O Estado de S.Paulo - 19/03
A redução de 73% registrada em 2012 no saldo do Brasil no comércio com a Argentina - num período em que superávits dos principais parceiros comerciais dos argentinos aumentaram até 52% - não deixa dúvidas de que a política protecionista cada vez mais agressiva do governo da presidente Cristina Kirchner tem um alvo específico. Medidas administrativas que retardam ou impedem a entrada de produtos importados na Argentina têm sido contestadas por diversos países exportadores, mas toleradas pelo governo brasileiro. Como a escarnecer da atitude brasileira e das reiteradas promessas de amizade indestrutível da presidente Dilma Rousseff, feitas a sua colega argentina, o protecionismo de Buenos Aires prejudica direta e duramente o Brasil e preserva os demais países.
Os números da balança comercial entre os dois países não deixam dúvidas de que a condescendência com que o governo Dilma reage às restrições comerciais da Argentina estimula a ação dos funcionários do governo Kirchner notoriamente contrários à entrada de produtos brasileiros em seu país. Ruins para o Brasil já em meados do ano passado, os resultados do comércio bilateral ficaram ainda piores no acumulado de 2012.
Em julho do ano passado, as importações argentinas de produtos brasileiros tinham sido 67% menores do que as registradas em julho de 2011 e o superávit comercial acumulado pelo Brasil nos sete primeiros meses do ano tinha diminuído 52% em relação ao período janeiro-julho do ano anterior.
Em todo o ano passado, as exportações brasileiras para a Argentina somaram US$ 18 bilhões, 21% menos do que os US$ 22,7 bilhões exportados em 2011. As importações brasileiras de produtos argentinos, de sua parte, de US$ 16,8 bilhões, mantiveram-se praticamente no mesmo nível de 2011, de US$ 16,4 bilhões. Com isso, o saldo caiu de US$ 5,9 bilhões para US$ 1,6 bilhão, uma redução de 73% (algumas consultorias privadas, como a Abeceb.com, calculam a queda em 65%).
Atribui-se a queda das importações de produtos brasileiros à redução do ritmo da economia argentina no ano passado, quando deve ter crescido menos de 2%. Essa é uma explicação parcialmente verdadeira. Mas, no momento em que as exportações brasileiras caíam, as dos outros principais países fornecedores da Argentina cresciam, e em ritmo intenso. As da Holanda aumentaram 160%; as dos Estados Unidos, 9%; as do Japão, 7%; e as da Alemanha, 2%, como noticiou o jornal Valor (18/3). O superávit, que no caso do Brasil teve fortíssima contração, aumentou 52% para a Alemanha, 29% para os Estados Unidos e 14% para a China.

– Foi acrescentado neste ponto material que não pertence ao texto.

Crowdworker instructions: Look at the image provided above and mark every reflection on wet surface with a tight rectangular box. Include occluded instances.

Brasil e Argentina são os principais integrantes do Mercosul, o bloco do Cone Sul que, teoricamente, é uma união aduaneira, na qual é livre a circulação de bens e serviços. Desde meados da década passada, no entanto, a Argentina vem restringindo a entrada de produtos estrangeiros, mesmo os originários de outros países do Mercosul.
No ano passado, o governo Kirchner instituiu um sistema de controle administrativo de importações que vem retendo mercadorias nos postos alfandegários até a emissão de uma autorização especial para a entrada no mercado argentino. Essa autorização está condicionada à apresentação prévia de uma declaração juramentada, cuja aceitação depende do juízo de setores do governo responsáveis pelas medidas protecionistas.

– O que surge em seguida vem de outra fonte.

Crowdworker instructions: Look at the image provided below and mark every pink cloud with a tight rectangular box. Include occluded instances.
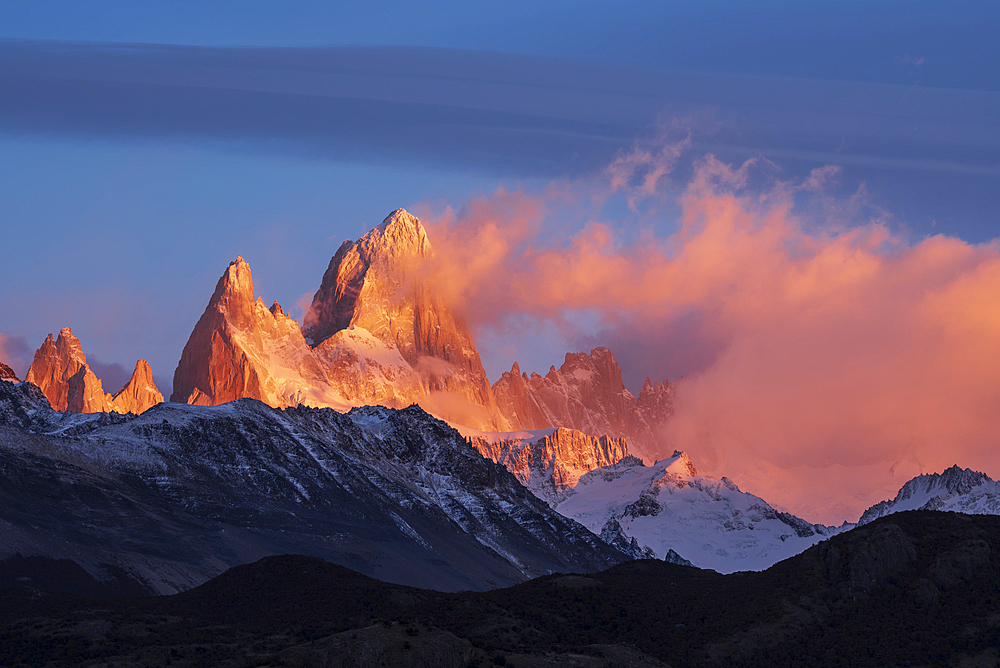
[418,150,1000,522]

O objetivo dessas medidas é estimular a produção argentina, mas as ações do governo Kirchner no campo econômico vêm assustando os empresários, nacionais e estrangeiros, o que inibe os investimentos produtivos.

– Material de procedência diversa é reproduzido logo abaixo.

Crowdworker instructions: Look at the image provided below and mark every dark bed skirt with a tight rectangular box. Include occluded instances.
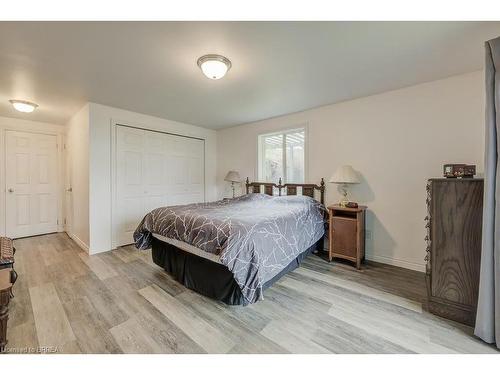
[152,237,323,305]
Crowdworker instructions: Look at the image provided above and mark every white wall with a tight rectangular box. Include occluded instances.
[217,72,484,271]
[66,104,90,251]
[89,103,217,253]
[0,116,64,236]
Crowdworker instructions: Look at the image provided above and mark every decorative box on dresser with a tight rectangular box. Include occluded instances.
[426,178,483,325]
[328,204,366,269]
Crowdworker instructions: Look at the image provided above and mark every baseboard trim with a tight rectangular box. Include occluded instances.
[66,232,89,253]
[365,254,425,272]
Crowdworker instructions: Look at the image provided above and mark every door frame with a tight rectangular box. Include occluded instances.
[111,120,207,249]
[0,126,64,236]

As presidentes dos dois países deveriam discutir, entre outras, a questão da deterioração do comércio bilateral por causa do crescente protecionismo argentino, numa reunião que estava marcada para o início de março. O encontro teve de ser adiado em razão da morte do presidente venezuelano Hugo Chávez. O tema, porém, não pode mais ser adiado, como deixam claro os dados recentes sobre o comércio bilateral. Se o governo Dilma não mudar sua atitude em relação à Argentina, o governo Kirchner se sentirá ainda mais livre para prejudicar o Brasil.